Da hilft nur noch striktere Orthodoxie — noch sturer betonen, dass man auf der Seite der Gewinner steht.

Angepasst zu sein, brav und bieder, der Wokeness frönen und camp — nach dem von Susan Sontag geprägten Begriff, der auf die Theatralik des Banalen anspielt — aufzutreten, ja überhaupt alles aus diesem Lager des vermeintlich Guten unkritisch zu verinnerlichen: Das gilt heute als rebellisch und aufmüpfig. Uniform ist bunt und staatstragend ist Punk.

Mir fällt im Augenblick einfach kein anderes Wort als „Gleichschaltung“ ein. Tut mir leid. Und ja, es geht auch um Kontrolle und einen perfiden Überwachungsstaat, der nicht nur aus Polizeistaatlichkeit besteht, sondern eben auch aus gesinnungsterroristischen Blockwarten. Man muss nun wirklich kein konservativer Geistlicher sein, um zu so einer Einschätzung zu kommen.

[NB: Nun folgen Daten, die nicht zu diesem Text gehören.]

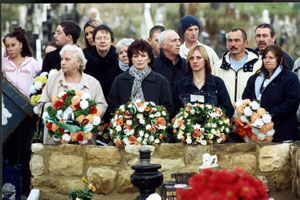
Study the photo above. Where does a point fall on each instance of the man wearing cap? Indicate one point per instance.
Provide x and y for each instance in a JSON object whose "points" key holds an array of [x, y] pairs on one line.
{"points": [[190, 27]]}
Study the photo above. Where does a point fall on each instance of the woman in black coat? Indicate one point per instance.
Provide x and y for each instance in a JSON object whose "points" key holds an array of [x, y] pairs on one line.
{"points": [[140, 82], [199, 85], [278, 89]]}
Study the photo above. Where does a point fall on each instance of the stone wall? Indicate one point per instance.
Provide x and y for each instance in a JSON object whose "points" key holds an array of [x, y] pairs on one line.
{"points": [[57, 169]]}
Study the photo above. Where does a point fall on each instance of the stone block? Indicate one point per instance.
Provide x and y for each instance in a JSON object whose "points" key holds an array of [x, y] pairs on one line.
{"points": [[246, 162], [124, 184], [66, 184], [65, 165], [107, 155], [37, 166], [44, 181], [282, 181], [102, 179], [173, 150], [233, 147], [134, 149], [37, 147], [193, 154], [274, 157]]}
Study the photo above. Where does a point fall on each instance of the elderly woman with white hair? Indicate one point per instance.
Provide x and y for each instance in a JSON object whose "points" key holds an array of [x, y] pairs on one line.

Und wieder mal ein neuer Mensch …

Aber es ist, ich habe das schon mal thematisiert, nun wahrlich auch kein Zufall, dass es ausgerechnet Leute aus dem konservativen Lager sind, die an dieser neuen Normalität etwas auszusetzen haben. Denn ihr Menschenbild ist nicht davon geprägt, beständig — und wider aller Erfahrung — an das absolut Gute im Menschen zu glauben. Einen pädagogischen Auftrag in dem Sinne, der Menschheit eine neue, aufgeklärte und umsichtige Bewusstseinslage anzudichten, kennt der Konservatismus nicht. Seine Vorstellung von Gesellschaft und Mensch geht in etwa so: Man muss die Menschen nehmen, wie sie sind, und das Beste daraus machen.

Die Ansätze von Umerziehung, die wir heute erleben, stehen dabei für eine Haltung, das menschliche Wesen nicht mehr als fehleranfällig, irrational und zuweilen auch emotional beeinflusst zu akzeptieren. Man muss es daher strikt anleiten, verbessern und einen homo novus herbeipädagogisieren.

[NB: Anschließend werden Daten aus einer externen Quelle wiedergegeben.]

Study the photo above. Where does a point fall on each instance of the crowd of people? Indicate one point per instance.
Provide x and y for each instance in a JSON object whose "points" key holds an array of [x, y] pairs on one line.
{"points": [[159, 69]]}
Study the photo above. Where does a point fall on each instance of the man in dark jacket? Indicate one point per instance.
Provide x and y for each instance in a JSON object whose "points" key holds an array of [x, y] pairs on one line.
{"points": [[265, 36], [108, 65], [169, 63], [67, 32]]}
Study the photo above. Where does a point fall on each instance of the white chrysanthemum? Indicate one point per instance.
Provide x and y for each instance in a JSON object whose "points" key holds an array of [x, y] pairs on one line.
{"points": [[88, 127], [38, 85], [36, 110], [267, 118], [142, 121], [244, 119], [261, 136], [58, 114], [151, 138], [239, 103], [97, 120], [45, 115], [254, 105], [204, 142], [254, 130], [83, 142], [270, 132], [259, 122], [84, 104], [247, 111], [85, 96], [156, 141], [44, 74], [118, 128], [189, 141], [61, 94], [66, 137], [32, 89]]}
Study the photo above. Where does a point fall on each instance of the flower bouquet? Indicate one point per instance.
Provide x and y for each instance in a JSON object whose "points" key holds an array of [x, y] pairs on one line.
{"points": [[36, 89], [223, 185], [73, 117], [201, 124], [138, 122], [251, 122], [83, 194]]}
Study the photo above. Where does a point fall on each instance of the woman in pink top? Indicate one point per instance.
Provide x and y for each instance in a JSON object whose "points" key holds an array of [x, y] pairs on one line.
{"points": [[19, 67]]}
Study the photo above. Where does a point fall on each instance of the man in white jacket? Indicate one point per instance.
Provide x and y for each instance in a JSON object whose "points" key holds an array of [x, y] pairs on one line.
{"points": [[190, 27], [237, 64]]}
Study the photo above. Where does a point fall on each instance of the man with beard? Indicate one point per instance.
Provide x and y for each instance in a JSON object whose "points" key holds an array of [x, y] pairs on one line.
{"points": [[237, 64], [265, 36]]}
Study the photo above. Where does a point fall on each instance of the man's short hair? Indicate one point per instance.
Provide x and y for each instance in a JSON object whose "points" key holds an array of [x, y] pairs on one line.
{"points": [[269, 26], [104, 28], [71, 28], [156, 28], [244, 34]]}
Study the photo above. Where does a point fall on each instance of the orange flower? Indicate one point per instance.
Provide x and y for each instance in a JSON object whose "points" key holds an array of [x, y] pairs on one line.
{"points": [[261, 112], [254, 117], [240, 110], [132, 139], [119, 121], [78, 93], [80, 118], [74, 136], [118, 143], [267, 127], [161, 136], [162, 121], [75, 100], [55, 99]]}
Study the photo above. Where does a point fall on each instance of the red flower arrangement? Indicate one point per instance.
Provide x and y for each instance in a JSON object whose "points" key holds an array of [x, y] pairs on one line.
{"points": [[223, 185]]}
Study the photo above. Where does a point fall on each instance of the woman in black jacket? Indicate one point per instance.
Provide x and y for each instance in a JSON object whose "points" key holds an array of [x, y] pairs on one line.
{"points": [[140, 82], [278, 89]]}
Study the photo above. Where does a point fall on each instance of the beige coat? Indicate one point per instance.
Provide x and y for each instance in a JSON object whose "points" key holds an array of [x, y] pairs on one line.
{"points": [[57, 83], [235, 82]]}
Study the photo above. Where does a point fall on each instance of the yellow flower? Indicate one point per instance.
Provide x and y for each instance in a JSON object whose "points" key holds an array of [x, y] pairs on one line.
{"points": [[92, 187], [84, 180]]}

Der neue Mensch braucht demnach Werte, die ihm nicht etwa optional gereicht werden, als Möglichkeit einer Wahl also, sondern als Imperativ. Er hat sie zu verinnerlichen. Und nicht etwa lax und locker, sondern vollumfänglich und in Gänze. Abweichung ist dabei nicht vorgesehen. Das neue Bewusstsein erlaubt keine Unangepasstheit — man erlangt es nur, wenn man es sich wie eine Religion aneignet, wenn man den Verkündern fundamentalistisch folgt, sie ohne Zweifel und voller Inbrunst repetiert. Und da der neue Menschentypus ein Muss ist, die Pädagogik eines Zeitalters, das sich arrogant als Anthropozän betitelt, ist jede Unangepasstheit im Bezug auf den Kanon dessen, was jetzt als richtig und wichtig zu gelten hat, sofort eine Art Menschheitsverbrechen.

Eines, das uns angeblich als Art gefährdet, den Planeten ruiniert und vor dem die Menschheit angeblich geschützt werden muss. Wenn es sein muss, dann eben auch mit Gleichschaltung, totaler Kontrolle und einem Überwachungsregime.

Der vermeintlich Progressive von heute, ein Selbstgerechter, wie Sahra Wagenknecht diesen Typus nennt, merkt offenbar gar nicht mehr, in welche totalitäre Gesellschaft er abbiegt.

Wenn ihn aber jemand daran erinnert, zumal ein Konservativer, dann wird er wütend. Denn er meint es doch nur gut — und das sollen wir ihm natürlich hoch anrechnen, während wir uns dankbar in den offenen Vollzug verabschieden.